Par Nathalie Duny, le 5 Octobre 2012 dans JE PRÉPARE L'AVENIR - Je transmets

En matière de succession, il y a les questions que l'on ose poser tout haut et celles que l'on pense tout bas. Immonot a rencontré un notaire qui répond, sans tabou, aux unes comme aux autres. Arrêt sur image...

Lors d'une succession, le recours à un notaire est-il toujours obligatoire ?

Non, recourir au notaire n'est pas un passage obligé pour régler une succession, sauf si le défunt possédait des biens immobiliers, avait fait un testament ou une donation. Cependant, dans la réalité, il est difficile de se passer du notaire. Le règlement d'une succession est une affaire complexe qui pose de nombreuses questions juridiques et fiscales. C'est, entre autres, le rôle du notaire d'y répondre.

Comment procéder pour ouvrir une succession et dans quel délai ?

Toute personne intéressée (famille, légataire, créancier...) peut ouvrir une succession.

La personne contacte son notaire et lui apporte le certificat de décès. Lors du premier rendez-vous, le notaire cherche à déterminer si le défunt était propriétaire de meubles et d'immeubles.
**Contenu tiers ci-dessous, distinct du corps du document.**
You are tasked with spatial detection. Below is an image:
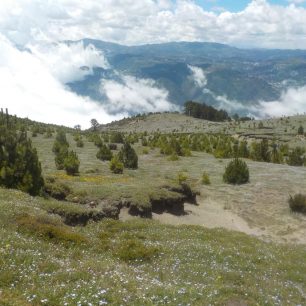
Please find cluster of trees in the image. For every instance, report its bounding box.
[87,132,138,174]
[184,101,230,121]
[139,133,306,166]
[0,124,44,195]
[52,130,80,175]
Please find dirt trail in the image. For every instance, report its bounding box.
[153,198,265,236]
[120,192,306,245]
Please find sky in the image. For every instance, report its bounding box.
[0,0,306,127]
[195,0,306,12]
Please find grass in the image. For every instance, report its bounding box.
[0,114,306,306]
[0,189,306,306]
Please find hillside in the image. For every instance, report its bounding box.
[99,113,306,146]
[66,39,306,115]
[0,114,306,306]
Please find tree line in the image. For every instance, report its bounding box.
[184,101,231,121]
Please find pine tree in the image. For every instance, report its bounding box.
[97,144,113,161]
[118,142,138,169]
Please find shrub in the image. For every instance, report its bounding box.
[287,147,305,166]
[64,151,80,175]
[177,172,188,185]
[109,156,123,174]
[118,142,138,169]
[115,239,159,261]
[76,139,84,148]
[168,153,180,161]
[54,145,68,170]
[44,178,71,201]
[288,193,306,214]
[96,144,113,161]
[223,158,249,185]
[110,132,124,143]
[108,143,118,151]
[298,125,304,135]
[16,215,86,244]
[202,172,210,185]
[0,128,44,195]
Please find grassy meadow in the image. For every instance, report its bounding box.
[0,114,306,306]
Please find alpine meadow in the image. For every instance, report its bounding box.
[0,0,306,306]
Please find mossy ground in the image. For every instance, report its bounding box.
[0,189,306,306]
[0,116,306,306]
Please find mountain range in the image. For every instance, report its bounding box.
[66,39,306,115]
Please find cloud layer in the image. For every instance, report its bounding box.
[0,0,306,49]
[0,35,118,127]
[0,0,306,127]
[101,76,178,114]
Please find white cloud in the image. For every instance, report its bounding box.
[100,76,178,113]
[27,42,109,84]
[188,65,207,88]
[258,86,306,117]
[0,35,118,128]
[287,0,305,4]
[0,0,306,126]
[0,0,306,49]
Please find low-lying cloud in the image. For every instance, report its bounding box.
[27,42,109,84]
[0,35,118,127]
[188,66,306,118]
[100,75,178,114]
[188,65,207,88]
[259,86,306,117]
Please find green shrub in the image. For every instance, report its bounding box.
[96,144,113,161]
[110,132,124,143]
[167,153,180,161]
[118,142,138,169]
[115,239,159,262]
[54,145,68,170]
[44,178,71,201]
[16,214,87,244]
[109,156,123,174]
[298,125,304,135]
[108,143,118,151]
[287,147,305,166]
[76,138,84,148]
[223,158,249,185]
[288,193,306,214]
[177,172,188,185]
[0,127,44,195]
[64,151,80,175]
[202,172,210,185]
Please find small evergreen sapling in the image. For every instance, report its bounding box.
[223,158,250,185]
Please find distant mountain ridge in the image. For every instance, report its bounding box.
[68,39,306,114]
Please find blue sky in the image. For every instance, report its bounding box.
[195,0,306,12]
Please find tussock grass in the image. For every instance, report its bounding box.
[0,189,306,306]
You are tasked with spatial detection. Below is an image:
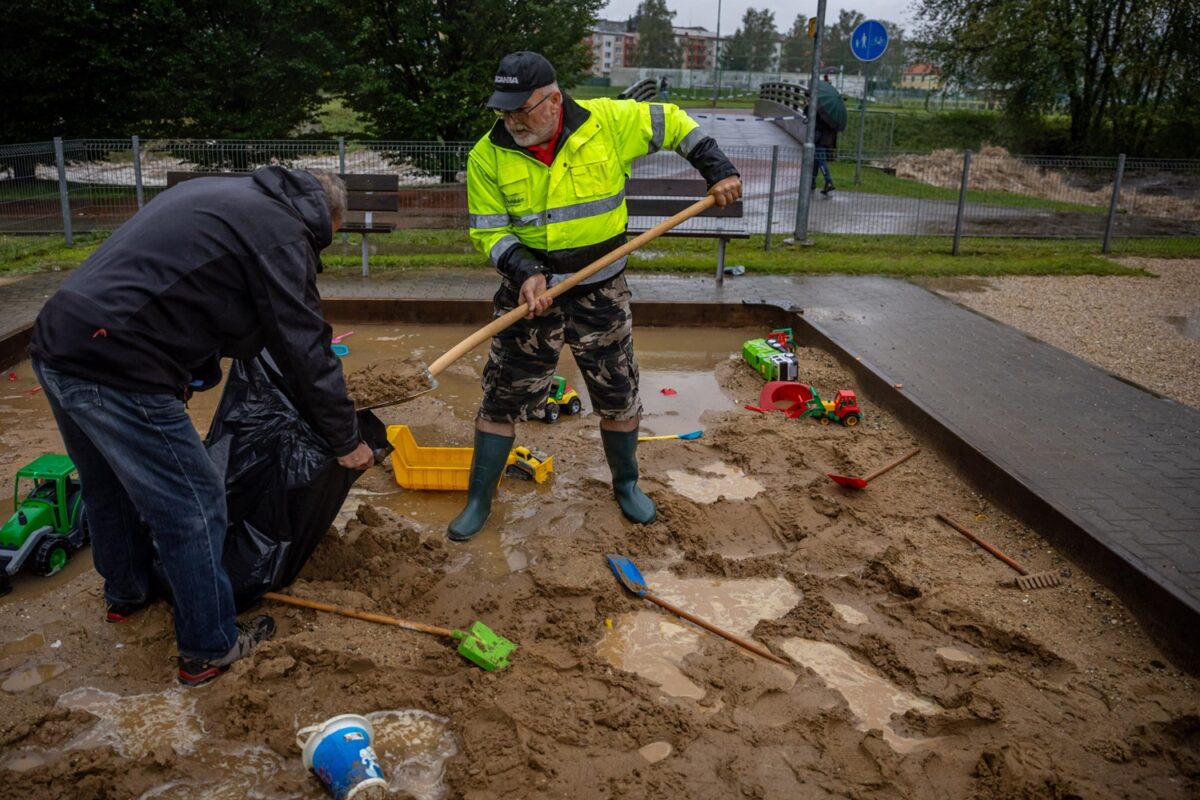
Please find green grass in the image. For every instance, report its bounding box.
[818,160,1108,213]
[0,233,108,275]
[7,229,1200,277]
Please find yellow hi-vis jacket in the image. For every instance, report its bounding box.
[467,94,710,284]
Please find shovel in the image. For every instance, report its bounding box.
[605,553,792,667]
[637,431,704,441]
[359,194,716,411]
[937,513,1062,589]
[263,591,517,672]
[826,447,920,489]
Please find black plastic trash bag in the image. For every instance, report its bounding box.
[204,354,391,612]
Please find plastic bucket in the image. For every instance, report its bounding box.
[296,714,388,800]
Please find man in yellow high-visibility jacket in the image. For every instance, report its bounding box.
[449,52,742,541]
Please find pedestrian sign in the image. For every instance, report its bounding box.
[850,19,888,61]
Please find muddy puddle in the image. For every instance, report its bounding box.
[598,571,800,699]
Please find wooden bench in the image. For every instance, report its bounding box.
[167,172,400,278]
[625,178,750,285]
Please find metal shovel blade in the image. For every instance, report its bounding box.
[826,473,866,489]
[605,553,649,597]
[451,621,517,672]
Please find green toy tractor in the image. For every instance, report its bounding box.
[0,453,89,595]
[542,375,583,422]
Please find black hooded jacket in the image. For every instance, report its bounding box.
[29,167,359,456]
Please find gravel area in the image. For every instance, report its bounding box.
[923,258,1200,408]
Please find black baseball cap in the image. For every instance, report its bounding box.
[487,50,557,112]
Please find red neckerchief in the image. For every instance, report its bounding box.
[528,109,564,167]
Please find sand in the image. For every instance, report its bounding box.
[346,359,431,408]
[0,335,1200,800]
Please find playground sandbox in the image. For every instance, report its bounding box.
[0,326,1200,799]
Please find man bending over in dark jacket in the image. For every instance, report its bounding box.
[29,167,372,686]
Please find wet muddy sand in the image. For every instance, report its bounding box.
[0,326,1200,800]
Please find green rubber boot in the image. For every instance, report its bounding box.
[446,431,516,542]
[600,428,658,525]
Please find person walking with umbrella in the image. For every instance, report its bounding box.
[804,78,846,194]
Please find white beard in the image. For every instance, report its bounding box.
[504,120,558,148]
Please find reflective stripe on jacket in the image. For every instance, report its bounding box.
[467,94,707,283]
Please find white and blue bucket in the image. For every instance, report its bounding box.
[296,714,388,800]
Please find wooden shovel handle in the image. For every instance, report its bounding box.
[863,447,920,483]
[263,591,454,639]
[643,593,792,667]
[937,513,1028,575]
[430,194,716,375]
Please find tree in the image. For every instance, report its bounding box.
[332,0,605,140]
[0,0,332,142]
[779,14,812,73]
[721,8,779,72]
[821,8,864,72]
[918,0,1200,155]
[634,0,683,70]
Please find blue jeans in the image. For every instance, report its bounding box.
[812,148,833,186]
[34,359,238,660]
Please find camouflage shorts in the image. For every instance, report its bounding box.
[479,275,642,422]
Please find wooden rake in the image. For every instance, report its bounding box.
[937,513,1062,590]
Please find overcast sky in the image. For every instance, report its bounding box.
[600,0,913,32]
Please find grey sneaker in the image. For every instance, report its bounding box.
[179,614,275,686]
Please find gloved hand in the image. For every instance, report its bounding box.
[187,354,221,392]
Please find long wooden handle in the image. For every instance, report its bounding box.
[430,194,716,377]
[937,513,1028,575]
[642,593,792,667]
[263,591,454,639]
[863,447,920,483]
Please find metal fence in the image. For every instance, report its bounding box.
[0,136,1200,249]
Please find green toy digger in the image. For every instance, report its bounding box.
[0,453,89,595]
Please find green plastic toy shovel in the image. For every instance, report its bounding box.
[263,591,517,672]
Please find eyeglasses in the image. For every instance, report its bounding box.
[492,92,554,120]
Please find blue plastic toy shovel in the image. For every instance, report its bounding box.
[605,553,791,667]
[637,431,704,441]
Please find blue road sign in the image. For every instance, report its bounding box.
[850,19,888,61]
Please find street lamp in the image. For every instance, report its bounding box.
[713,0,721,108]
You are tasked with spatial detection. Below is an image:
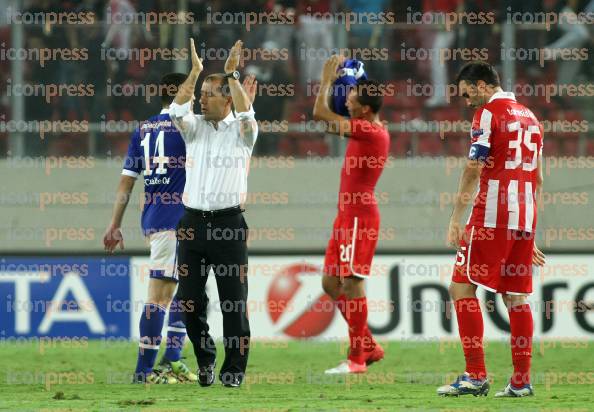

Les proches doivent lui communiquer des documents (livret de famille, contrat de mariage, jugement de divorce...) lui permettant d'identifier les personnes concernées par la succession.

Si le notaire ne connaît pas tous les héritiers ou s'il souhaite rechercher un absent, il va faire appel à un généalogiste pour identifier les héritiers de la succession. Le généalogiste mènera alors une véritable enquête.

Par ailleurs, le notaire recherche l'existence d'un testament. Il interroge pour cela le fichier central des dispositions de dernières volontés qui indique s'il en existe un ou non.

Ensuite, quel est le rôle du notaire ?

Le notaire va contacter :

  • Les banques, afin de connaître l'existence et les avoirs des différents comptes, et tentera d'obtenir des informations sur d'éventuels contrats d'assurance-vie
  • Les caisses de retraite, les organismes de sécurité sociale, les centres d'impôts, les bureaux des hypothèques...
Le notaire va ensuite reconstituer le patrimoine du défunt grâce aux informations récoltées. Il va lister les biens (comptes bancaires, valeurs mobilières, mobilier, immeubles) et les dettes. Il va donc évaluer l'actif et le passif de la succession et indiquer les différentes opérations effectuées dans le passé par le défunt (achats, ventes, donations...).

Dans les cas les plus simples, le notaire dressera simplement un bilan du patrimoine, mais parfois il devra réaliser un véritable inventaire. Il se déplacera chez le défunt et dressera un état du mobilier dans sa résidence principale, voire dans sa résidence secondaire.

Quels sont les actes que le notaire rédige ?

Il y en a plusieurs, à commencer par "l'acte de notoriété". Il précise les héritiers de la succession et permet le débloquage de certains comptes bancaires.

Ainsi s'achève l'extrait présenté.